Jolie is an idol of mine and this film is one of the best, if not the best, of his oeuvre.
War of the Colossal Beast (1958)
A fitting sequel to The Amazing Colossal Man
War of the Colossal Beast is the sequel to the Amazing Colossal Man and is directed by Bert I. Gordon. Those of you unfamiliar with the first movie just have to know the Col. Glenn Manning was turned into the Colossal Man via that 50's favorite, radioactivity, and was shot off Boulder Dam and presumed deceased at the conclusion of that picture. This picture picks up with Manning being found in Mexico, still a giant but now horribly disfigured and apparently insane. The Army captures him and brings him to Los Angeles on the somewhat shaky presumption that nothing could possibly go wrong with bringing a violently insane 60 foot man to a major population center. Well, of course Manning breaks free and proceeds to terrorize Griffith Park. His loving sister confronts him and snaps him back to sanity. At that point he decides to electrocute himself on some convenient high tension wires. The End.
This American International (the hallmark of quality!) picture is actually pretty good given the genre and its (low) budget. I feel it is superior to The Amazing Colossal Man. The special effects are at once both cheesy and surprisingly effective. There's also plenty of footage from the original picture shown in flashback moments and some stock footage thrown in for good measure. The film moves along at a nice clip and the acting is acceptable, if at times a tad overwrought. A nice touch in the grand electrocution finale is the switch over to glorious color, so the viewer can fully enjoy the disintegration of Col. Manning. My "B" Movie Meter: 8.5*
The Flying Serpent (1946)
This magnificent epic from the good folks at PRC features George Zucco as the mad scientist (division of archeology). Seems Zucco has discovered the lost treasure of the Aztecs and Quetzalcoatl to boot. Not wanting to share the treasure, Zucco plants a feather from Quetzalcoatl on his intended victim and than sics the flying serpent at them. Radio crime reporter Ralph Lewis is hot on the tail of the murderer and eventually finds out the truth but not before several other killings occur. This is a loose remake of PRCs 1940 Lugosi vehicle, "The Devil Bat". Despite some serious logical flaws, this is a pretty good film as far as the genre goes. The scenes with Quetzalcoatl flying are very well done and there are a couple of matte shots of real Aztec ruins that are excellent, especially so for cheapo PRC. Zucco hams it up, of course, but is suitably villainous and the rest of the cast is adequate. Only 59 minutes long! My "B" Movie Meter: 7.5*
The Mysterious Mr. Wong (1934)
No Sot Hot
This isn't the Mr. Wong made famous by Boris Karloff a few years later but stars Bela Lugosi as the titular hero. Featuring Wallace Ford as a wisecracking reporter so popular back in the 30's, the plot revolves around Bela's trying to get the 12 gold coins of Confucius so he can become the ruler of a province in China. Bela makes little to no attempt to disguise his thick Hungarian accent, even when speaking in pidgin English, and the result is rather humorous. There's a lot of milling around on the typically cheap, tiny Monogram sets and the dialog is pretty lame too. My "B" Movie Meter: 4* (add one star if you are a die-hard Lugosi fanatic)

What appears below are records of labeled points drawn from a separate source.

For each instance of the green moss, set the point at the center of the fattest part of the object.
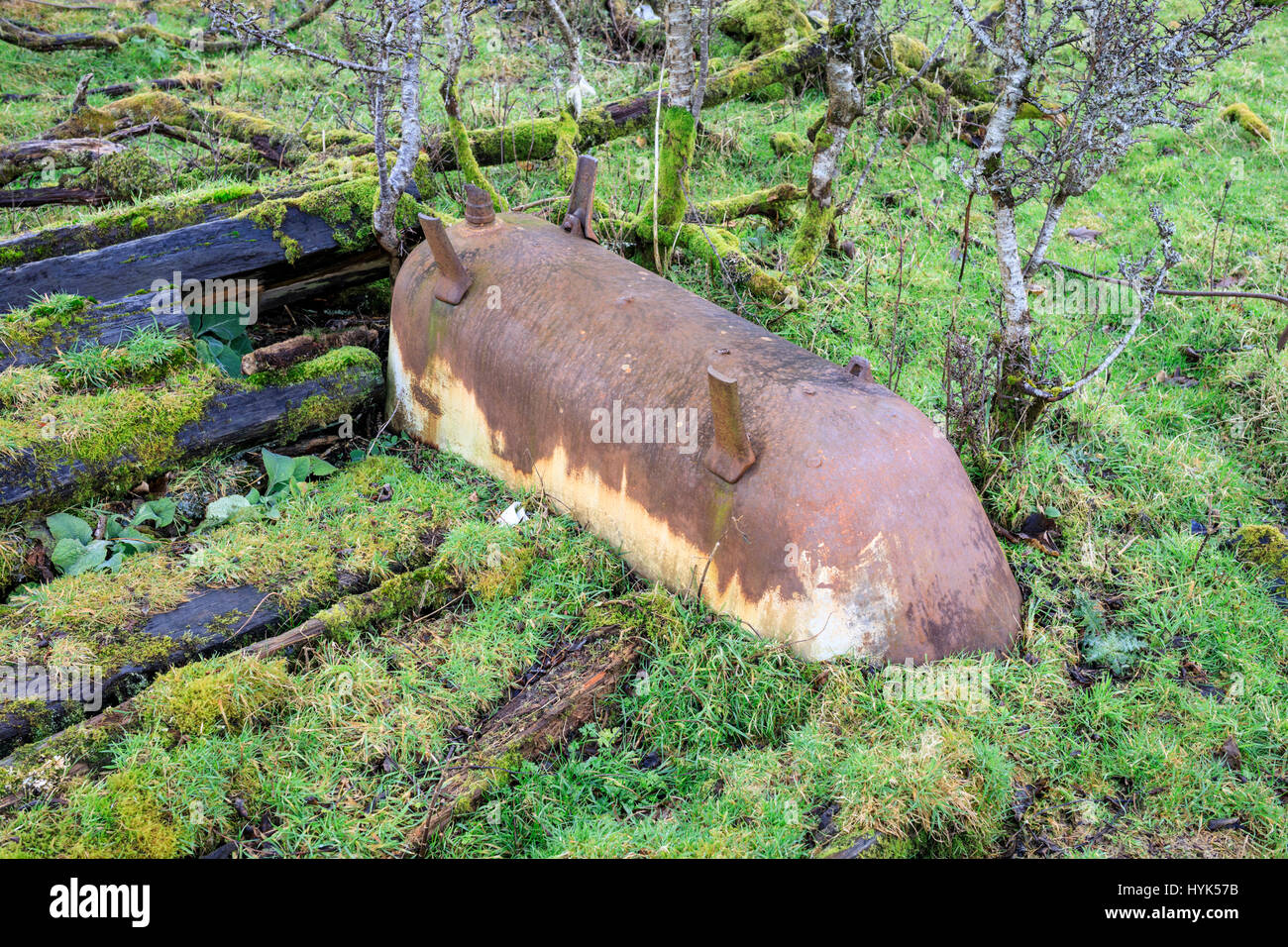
(141, 825)
(97, 431)
(231, 693)
(679, 137)
(786, 144)
(43, 318)
(1266, 547)
(764, 25)
(1248, 120)
(346, 206)
(468, 163)
(34, 714)
(811, 235)
(130, 174)
(327, 364)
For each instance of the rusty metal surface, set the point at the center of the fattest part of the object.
(855, 530)
(452, 282)
(581, 205)
(730, 453)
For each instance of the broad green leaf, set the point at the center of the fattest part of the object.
(67, 551)
(65, 526)
(160, 512)
(279, 470)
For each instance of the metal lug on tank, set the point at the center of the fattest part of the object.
(478, 206)
(730, 453)
(454, 281)
(861, 368)
(581, 205)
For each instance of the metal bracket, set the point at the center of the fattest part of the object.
(454, 281)
(730, 453)
(581, 205)
(861, 368)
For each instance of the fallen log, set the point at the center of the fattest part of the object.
(537, 719)
(281, 250)
(198, 626)
(29, 341)
(287, 352)
(539, 140)
(419, 590)
(47, 196)
(25, 158)
(42, 42)
(143, 219)
(48, 460)
(275, 144)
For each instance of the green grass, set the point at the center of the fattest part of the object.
(724, 745)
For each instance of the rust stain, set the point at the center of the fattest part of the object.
(854, 530)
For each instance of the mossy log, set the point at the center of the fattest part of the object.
(104, 444)
(48, 196)
(143, 219)
(197, 624)
(539, 140)
(540, 718)
(42, 42)
(282, 355)
(281, 249)
(773, 204)
(275, 144)
(26, 158)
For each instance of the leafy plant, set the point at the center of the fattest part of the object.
(381, 445)
(1113, 650)
(286, 476)
(290, 474)
(76, 551)
(1103, 646)
(220, 339)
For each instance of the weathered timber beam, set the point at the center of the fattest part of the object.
(40, 472)
(274, 254)
(200, 626)
(145, 219)
(25, 158)
(47, 196)
(539, 719)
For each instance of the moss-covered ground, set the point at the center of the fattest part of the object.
(1153, 639)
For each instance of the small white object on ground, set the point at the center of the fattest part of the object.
(513, 515)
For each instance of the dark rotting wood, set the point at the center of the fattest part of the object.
(239, 416)
(282, 355)
(540, 718)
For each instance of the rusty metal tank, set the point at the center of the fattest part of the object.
(716, 458)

Strangler of the Swamp (1946)
Pretty Good for PRC
This is a PRC quickie that's not bad, not bad at all. The plot revolves around the ghost of titular strangler (Charles "Ming The Merciless" Middleton) who was wrongly executed by the backwoods denizens of the swamp. He out for for revenge, of course, and has already strangled several of the rather dimwitted population. Former Miss America Rosemary La Planche is the descendant of one of the rubes who takes over as ferrywoman after her grandpa is offed by the Strangler. Blake Edwards (!) is her love interest, doomed by the Strangler but saved by the love of Miss La Planche. Most of the picture takes place on the ferry in the soundstage "swamp". Spooky atmosphere and good pacing keep the tension going for the 58 minute running time.